The Heysen 22: Return to Quorn

Thursday, September 22, 2016 – 21.27 km

After toying with thoughts of the Bibbulmun, I decided to finish the remaining ~950 kilometres of the Heysen this fall/Australian spring. Though the scenery was usually pretty rather than spectacular, the Heysen always interested me in a ‘drunk boss at office party displaying increasingly erratic behaviour’ sort of way.

Therefore I rode the bus back up to Quorn yesterday (hello again, my friend), preparing to head SOBO to Cape Jervis. I’m feeling some ambivalence, probably because I’ve just travelled from the endless beaches of the east coast, where the weather was gorgeous and sunny as opposed to the current cool and rainy and frown-inducing weather in South Australia. I’ve been torn between thoughts of ‘is this how I want to spend half of my remaining time in Australia?’ and ‘IT’S JUST THE WEATHER, MATE’. Because I’m going for cultural appropriation in my lingo.

Anyway, I wrote about Quorn before, but neglected to mention that the town has free Wi-Fi. The owner of the Criterion ($35 rooms) remembered me, but didn’t mention the key incident, and I am proud to report that this time I remembered to leave my key in the room.


While walking out to the Heysen, I was struck by how wet the route was compared to when I hiked it before.

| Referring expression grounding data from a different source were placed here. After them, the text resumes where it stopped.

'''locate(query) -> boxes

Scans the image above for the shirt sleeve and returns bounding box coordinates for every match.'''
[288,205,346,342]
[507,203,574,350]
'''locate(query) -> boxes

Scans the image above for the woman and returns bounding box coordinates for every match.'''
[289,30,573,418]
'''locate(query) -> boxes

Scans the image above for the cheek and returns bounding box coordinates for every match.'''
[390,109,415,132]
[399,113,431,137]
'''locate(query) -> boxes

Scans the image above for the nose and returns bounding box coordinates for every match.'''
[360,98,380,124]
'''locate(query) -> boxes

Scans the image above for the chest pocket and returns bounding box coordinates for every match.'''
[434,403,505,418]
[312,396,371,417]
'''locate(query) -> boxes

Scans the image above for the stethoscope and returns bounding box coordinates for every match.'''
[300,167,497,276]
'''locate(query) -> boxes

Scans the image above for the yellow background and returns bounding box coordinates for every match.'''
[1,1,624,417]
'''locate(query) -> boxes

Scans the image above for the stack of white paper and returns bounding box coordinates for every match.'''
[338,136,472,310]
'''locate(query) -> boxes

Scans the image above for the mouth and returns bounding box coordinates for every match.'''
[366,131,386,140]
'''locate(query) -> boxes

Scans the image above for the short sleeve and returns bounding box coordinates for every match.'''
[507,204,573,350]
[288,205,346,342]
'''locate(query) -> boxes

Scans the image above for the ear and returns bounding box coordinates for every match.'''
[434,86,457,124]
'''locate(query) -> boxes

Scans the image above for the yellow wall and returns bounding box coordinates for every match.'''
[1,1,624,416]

Puddles and mud, but also flowers. After rejoining the trail and turning in the excitingly new direction of south, I came to a gate warning about a bull camel on the premises. I decided to assume that Australian fall is camel mating season and that therefore bulls aren’t utterly insane in Australian spring. I still didn’t want to encounter it though, and was happy that I didn’t.

I think I’ll go over the tracks, thanks.

After following the Pichi-Richi railway line for awhile, the HT ascended to a ridge with beautiful views.


The high point had a logbook and I saw that some other hikers, a group and a solo woman, had been through in the last few days. I’ve also noticed the relatively fresh footprints of a man (or unusually large-footed woman), so I suspect that I’m directly behind another hiker.

Beyond the logbook, the trail turned into more of an ‘every goat for himself’ type of scenario, but it was decent until it descended from the ridge, crossed a road and began a ‘follow stream’. ‘Well, that’s not so dodgy, or at least not dodgier than any of the other follow stream situations’, you say? It was though, because the creek was running!


I’ve complained about stream-following previously, but at least the streams were dry then, so I could easily cross or walk in the streambed. This time I decided to take a shortcut to avoid walking in the stream, but didn’t do a great job of it and was soon just following the streambed again from a higher elevation. Growing impatient as the day chugged onwards, I descended and rejoined the Heysen where it became decent single track that insisted on crossing the stream repeatedly.

I arrived at camp around 5:30. It gets dark soon after six now (so early) so I was eating supper in the dark. Today felt long… between this section of the Heysen and my last I hiked the Larapinta, Jatbula and Thorsborne trails, all relatively short and extremely impressive hikes, and I had forgotten how long walking the same distance on the Heysen as opposed to a well-defined trail can take. I got off-trail on the Larapinta once and started stream-following and was just like ‘this is normal, it’s probably the trail’. Nope.